Nella redazione di Stars and Stripes, il giornale destinato alle truppe, Woollcott fece la conoscenza di Harold Ross, che nel 1925 avrebbe fondato il New Yorker. Dopo la guerra riprese il suo servizio al New York Times, per trasferirsi di lì al New York Herald e infine, nel 1923, al World, dove rimase fino al 1928. Nel 1929 ebbe inizio anche la sua fortunata carriera di personalità radiofonica presso la CBS di New York; alcune sue trasmissioni sono ascoltabili su Youtube. Proprio durante un programma del 23 gennaio 1943 fu colto da un malore, ma non volle interrompere la trasmissione; morì di emorragia cerebrale poche ore dopo, appena cinquantaseienne.
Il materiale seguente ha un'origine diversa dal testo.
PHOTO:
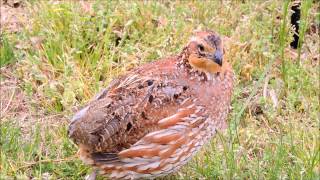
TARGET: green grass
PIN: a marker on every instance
(70, 55)
(6, 51)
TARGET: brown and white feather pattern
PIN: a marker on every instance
(151, 121)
Lo stile di Woollcott, contesto di arguzie e di aforismi rimasti proverbiali, è brillante e disinvolto e tutto della sua epoca: d’impianto sintattico elaborato, a tratti prezioso, che si è cercato di mantenere nella versione italiana, lessicalmente prelibato e a momenti eccentrico, ha dettato le linee-guida per una certa maniera del New Yorker e riflette come poche altre espressioni letterarie dell’epoca l’ambiente intellettuale, letterario e teatrale dell’epoca: la New York dei teatri e degli speakeasies, dei grandi giornali, dei socialites e delle bische, provvedendo un singolare contraltare e un complemento alle figure di giornalisti un po’ cialtroni e lowlife dei coevi racconti di Ring Lardner (un altro membro del vicious circle dell’Algonquin) e di Ben Hecht.
Un altro tratto che consuona con noi lettori moderni, ed è un tratto tipicamente americano, è poi nel gusto di Woolcott, e nella conseguente scelta dei soggetti dei suoi réportage che mostrano come la coscienza della porosità dei confini fra cultura “alta” e cultura “pop” non sia una sensibilità esclusiva di anni recenti.
Figura tipica di letterato che ha messo il talento nell’opera e il genio nella vita, Woollcott ci ha forse voluto dire qualcosa di sé nel titolo che scelse per il suo libro più famoso e grande best seller, While Rome Burns, “Mentre Roma Brucia”, che la raccolta di Sagoma Editore antologizza. Nel pieno del clamore, della vitalità dionisiaca di quella che Fitzgerald chiamò “l’età del jazz”, Woollcott intuisce un disastro incombente, un senso di crepuscolo di una civiltà che pure si vuole appena cominciata; quasi una nostalgia preventiva che non di rado traspare dalla sua retorica paradossale, dal suo stile ornato e a volte capzioso. Per questo, gli articoli raccolti in Mentre Roma brucia si propongono come una vera time capsule, capsula di un momento chiave della vita, non solo americana, del Ventesimo secolo.